Amendement n°CS374
Auteur
Exposé des motifs
Cet amendement a pour but d’élargir la liste des personnes aptes à saisir directement le Procureur lorsqu’un enfant est exposé à un danger grave. L’affaire récente de Lyhanna ou encore celle en Seine et Marne du petit Bastien, mort dans le tambour d’une machine à laver après 9 signalements et 3 informations précoccupantes restées infructueuses, montre combien il est nécessaire de faciliter les remontées d’informations au Procureur. Pour ce faire il faut imaginer un système qui permet à la victime ou à son entourage de pouvoir saisir directement le Procureur car les maltraitances sont souvent identifiées par des tiers (éductateurs, enseignants, médecins, personnel soignants, enseignants…). Ainsi, il est proposé de ne pas cantonner la possibilité de saisir directement le Procureur de la république au seul parent bienveillant, mais de l’élargir à toutes les personnes aptes à défendre l’intérêt de l’enfant (sa famille, le corps médical, le corps enseignant, une association de protection de l’enfance) ainsi qu’au délégataire de l’autorité parentale si celle-ci a été déléguée. Par cet élagissement, l’ordonnance de sûreté devient beaucoup plus efficace.

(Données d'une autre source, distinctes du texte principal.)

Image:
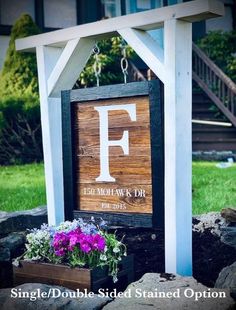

Dispositif de l'amendement
I. – À la première phrase de l’alinéa 11, après le mot : « parent », insérer les mots : « ou le représentant légal du mineur, son délégataire, un membre de sa famille, une association de protection de l’enfance ou d’aides aux victimes, tout professionnel de santé, tout membre du corps enseignant, tout directeur d’établissement scolaire ou sportif, tout professionnel de la petite enfance, tout avocat ou élu ». II. – En conséquence, à l’alinéa 12, substituer aux mots : « le parent auteur » les mots : « l’auteur ».